Her shoulders, I think, should have sunburn, should be exposed to the sun by a lake somewhere, a reservoir where kids like her go and drink too much and plot their escape. Not ferreted in, as she is, room to car to room, her skin the color of mushrooms.
He’s ratcheted to her side, black t-shirt, low-slung jeans, a facial hair arrangement that hints at individuation. He has a sense of his particular self, his own life, his face and he looks at himself in the mirror, in that brief plateau between the high and the jones, when he feels, loves, regrets, yearns, hopes intensely. He takes a razor and chooses the side-burns, the narrow strip on the cleft of his chin. Then he erases himself with smack.

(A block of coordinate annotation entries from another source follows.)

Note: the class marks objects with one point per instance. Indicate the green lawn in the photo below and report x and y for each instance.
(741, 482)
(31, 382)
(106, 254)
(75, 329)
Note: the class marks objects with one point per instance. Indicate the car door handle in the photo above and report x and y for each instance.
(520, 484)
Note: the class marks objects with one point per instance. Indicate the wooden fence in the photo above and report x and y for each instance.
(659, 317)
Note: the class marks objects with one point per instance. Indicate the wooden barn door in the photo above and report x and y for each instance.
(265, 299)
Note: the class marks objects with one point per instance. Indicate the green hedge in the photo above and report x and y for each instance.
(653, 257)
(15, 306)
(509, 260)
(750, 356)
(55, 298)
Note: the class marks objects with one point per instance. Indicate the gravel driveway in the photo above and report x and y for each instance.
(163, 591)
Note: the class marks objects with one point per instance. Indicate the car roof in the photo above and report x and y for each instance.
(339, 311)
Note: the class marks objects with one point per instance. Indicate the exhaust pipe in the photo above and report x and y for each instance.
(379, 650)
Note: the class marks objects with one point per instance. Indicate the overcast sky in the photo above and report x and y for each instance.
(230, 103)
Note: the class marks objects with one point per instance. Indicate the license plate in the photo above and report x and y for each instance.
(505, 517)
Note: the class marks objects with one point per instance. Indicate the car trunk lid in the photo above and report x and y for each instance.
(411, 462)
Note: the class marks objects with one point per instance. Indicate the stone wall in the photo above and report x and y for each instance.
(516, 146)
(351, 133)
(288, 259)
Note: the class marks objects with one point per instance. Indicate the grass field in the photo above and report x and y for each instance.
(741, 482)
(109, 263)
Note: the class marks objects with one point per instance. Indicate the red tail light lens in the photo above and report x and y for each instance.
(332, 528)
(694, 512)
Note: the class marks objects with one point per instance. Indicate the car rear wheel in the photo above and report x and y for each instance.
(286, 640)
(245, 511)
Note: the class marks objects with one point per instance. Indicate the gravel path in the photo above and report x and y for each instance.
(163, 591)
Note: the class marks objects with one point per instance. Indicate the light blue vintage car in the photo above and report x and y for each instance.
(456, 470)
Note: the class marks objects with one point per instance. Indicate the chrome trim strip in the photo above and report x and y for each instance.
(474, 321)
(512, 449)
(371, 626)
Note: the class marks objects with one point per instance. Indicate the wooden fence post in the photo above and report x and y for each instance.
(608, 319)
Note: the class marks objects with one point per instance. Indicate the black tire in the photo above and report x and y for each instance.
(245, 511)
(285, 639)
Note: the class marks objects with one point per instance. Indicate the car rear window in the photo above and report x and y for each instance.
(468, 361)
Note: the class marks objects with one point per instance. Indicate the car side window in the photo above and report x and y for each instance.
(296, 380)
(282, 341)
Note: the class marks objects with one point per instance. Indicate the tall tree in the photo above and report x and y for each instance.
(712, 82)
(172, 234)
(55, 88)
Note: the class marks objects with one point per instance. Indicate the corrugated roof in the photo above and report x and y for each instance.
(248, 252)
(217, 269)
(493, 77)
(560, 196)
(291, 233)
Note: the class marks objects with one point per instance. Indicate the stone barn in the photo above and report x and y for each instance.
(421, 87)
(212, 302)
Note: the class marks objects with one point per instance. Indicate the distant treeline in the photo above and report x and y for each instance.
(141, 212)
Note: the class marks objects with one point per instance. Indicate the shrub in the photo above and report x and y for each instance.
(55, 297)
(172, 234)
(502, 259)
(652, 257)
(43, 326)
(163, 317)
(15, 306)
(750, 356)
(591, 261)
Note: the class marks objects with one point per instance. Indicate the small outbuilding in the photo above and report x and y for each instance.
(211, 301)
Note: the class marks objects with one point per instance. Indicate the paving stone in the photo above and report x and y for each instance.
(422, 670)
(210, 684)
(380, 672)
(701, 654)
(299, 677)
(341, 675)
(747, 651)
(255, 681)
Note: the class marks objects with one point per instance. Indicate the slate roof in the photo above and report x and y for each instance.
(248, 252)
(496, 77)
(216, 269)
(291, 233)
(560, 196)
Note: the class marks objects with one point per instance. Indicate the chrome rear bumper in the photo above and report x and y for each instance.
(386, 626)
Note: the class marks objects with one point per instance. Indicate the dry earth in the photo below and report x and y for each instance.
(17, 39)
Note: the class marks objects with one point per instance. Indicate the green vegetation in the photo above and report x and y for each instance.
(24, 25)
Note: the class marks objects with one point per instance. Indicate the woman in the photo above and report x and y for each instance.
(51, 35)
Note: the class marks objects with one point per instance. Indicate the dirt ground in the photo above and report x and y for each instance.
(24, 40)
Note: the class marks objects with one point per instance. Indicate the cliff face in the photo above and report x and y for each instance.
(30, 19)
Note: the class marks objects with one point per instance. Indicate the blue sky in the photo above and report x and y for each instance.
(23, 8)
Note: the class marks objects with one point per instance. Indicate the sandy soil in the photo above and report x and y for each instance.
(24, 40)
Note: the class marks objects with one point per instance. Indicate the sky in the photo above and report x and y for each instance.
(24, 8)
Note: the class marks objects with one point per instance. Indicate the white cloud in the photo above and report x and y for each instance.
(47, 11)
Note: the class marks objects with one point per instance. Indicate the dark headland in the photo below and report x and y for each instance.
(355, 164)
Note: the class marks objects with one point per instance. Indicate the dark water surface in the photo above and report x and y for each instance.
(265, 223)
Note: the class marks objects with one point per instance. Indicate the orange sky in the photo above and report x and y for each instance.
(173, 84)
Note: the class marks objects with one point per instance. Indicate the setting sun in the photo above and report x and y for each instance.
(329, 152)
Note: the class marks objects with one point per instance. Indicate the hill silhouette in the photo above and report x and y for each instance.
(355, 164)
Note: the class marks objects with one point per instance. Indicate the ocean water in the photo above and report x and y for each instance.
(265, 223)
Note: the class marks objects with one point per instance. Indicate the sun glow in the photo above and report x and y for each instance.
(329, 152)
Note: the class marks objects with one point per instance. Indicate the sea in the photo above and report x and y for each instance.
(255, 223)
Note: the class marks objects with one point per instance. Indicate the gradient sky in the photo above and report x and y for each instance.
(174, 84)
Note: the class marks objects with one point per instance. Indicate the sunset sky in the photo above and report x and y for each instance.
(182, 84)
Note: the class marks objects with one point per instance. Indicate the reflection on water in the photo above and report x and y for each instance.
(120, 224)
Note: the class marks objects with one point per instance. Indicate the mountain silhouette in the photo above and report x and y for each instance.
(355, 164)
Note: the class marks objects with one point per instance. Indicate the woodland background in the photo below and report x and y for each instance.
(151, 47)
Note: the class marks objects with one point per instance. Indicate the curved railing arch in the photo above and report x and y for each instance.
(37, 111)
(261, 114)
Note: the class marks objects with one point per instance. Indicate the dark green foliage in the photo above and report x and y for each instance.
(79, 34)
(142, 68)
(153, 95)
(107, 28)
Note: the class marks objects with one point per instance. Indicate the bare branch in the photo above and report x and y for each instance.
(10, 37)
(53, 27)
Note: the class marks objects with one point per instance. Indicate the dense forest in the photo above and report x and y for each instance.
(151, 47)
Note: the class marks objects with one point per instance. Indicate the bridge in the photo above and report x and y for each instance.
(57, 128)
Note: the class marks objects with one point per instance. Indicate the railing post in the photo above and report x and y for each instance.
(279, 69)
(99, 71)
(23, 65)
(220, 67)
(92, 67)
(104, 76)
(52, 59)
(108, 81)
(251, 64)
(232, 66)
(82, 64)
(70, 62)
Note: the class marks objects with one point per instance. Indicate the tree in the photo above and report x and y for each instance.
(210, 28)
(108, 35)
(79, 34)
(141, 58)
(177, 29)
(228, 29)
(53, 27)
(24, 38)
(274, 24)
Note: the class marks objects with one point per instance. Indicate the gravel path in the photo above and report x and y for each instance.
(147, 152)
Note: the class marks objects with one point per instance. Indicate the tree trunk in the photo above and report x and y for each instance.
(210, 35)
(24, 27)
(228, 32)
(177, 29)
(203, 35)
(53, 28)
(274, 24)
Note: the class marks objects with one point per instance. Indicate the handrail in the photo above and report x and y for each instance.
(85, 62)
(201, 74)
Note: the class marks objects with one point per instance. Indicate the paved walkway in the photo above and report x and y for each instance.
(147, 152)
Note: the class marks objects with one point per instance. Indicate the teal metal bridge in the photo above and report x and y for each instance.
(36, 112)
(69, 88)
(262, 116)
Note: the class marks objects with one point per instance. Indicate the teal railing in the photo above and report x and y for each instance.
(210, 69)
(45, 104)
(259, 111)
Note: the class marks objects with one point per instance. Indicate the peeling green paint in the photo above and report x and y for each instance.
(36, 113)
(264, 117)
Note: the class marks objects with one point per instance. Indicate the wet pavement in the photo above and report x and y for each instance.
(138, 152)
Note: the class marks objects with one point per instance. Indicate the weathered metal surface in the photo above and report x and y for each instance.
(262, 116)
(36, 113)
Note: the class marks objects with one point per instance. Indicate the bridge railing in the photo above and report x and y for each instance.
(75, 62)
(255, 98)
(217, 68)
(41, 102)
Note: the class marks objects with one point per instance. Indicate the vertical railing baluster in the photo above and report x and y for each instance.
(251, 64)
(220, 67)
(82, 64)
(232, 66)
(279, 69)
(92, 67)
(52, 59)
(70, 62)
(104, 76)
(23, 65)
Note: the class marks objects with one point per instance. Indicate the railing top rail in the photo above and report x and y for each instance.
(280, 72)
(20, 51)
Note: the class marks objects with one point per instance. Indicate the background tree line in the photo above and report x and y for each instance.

They move past me, they don’t even notice me, they are thinking only of the second floor, Skink or Bunty or Shifty, whatever his name, with his wares, whatever they are, bundles, eight balls, dime bags, tabs. I know because I have been in such motels, seeking such wares from such Buntys. I was once familiar with the underneath.
But now I am here, hand-in-hand with my dazzling twin daughters, I’m an actual paying guest at this motel, I will shower in it, sleep in it. Tomorrow I will get in my new Subaru Outback and we will drive away. No one will ask me to suck dick if I can’t pay.
So, this moment, her passing me, is where a book begins, because she turns slightly. Seconds—all this is happening is perhaps five seconds; we forget how the brain attends on many levels, and a book is about opening up those seconds, exploiting those levels and using the dark matter within as you wish. There is no exact word for this process; theft, manipulation, disfigurement—none quite convey the ruthless appropriation by a writer of another person’s experience, the turning and twisting it, like a glass blower, into narrative. In those moments, I am hardly human, I’m a soul-stealer.
This girl, my prey, I cannot see her eyes, they’re buried inside clumpy mascara, but I know she regards me, I have this sense she is trying to speak, she has a message. A plea?
She turns, moves on, as if on wheels, pulled by steel cables, into the motel. I turn, on my wheels, pulled by my cables. I see her child. He is sitting in the back seat of her shit-box Pajero, no seat belt, a hat and jacket, filthy and too big. He is five, his eyes gone like a war child, pin pricks. I experience two completely disparate sets of feelings. As a mother: sorrow, anger, pity, concern—does this girl want me to do something, call someone, save her, save the child? As a writer, I am already shamelessly conjuring the lines: of course there was a kid… with what was left of her smacked-out brain, with some remnant of her mother’s love, she’d left him in the car, her child, her asset. She wasn’t selling him. Yet. She wasn’t that far down. Yet. The “yet” was out there, she could perhaps glimpse it in the distance like a dark tower, and therein the dark walls lay all the terrible things she was capable of.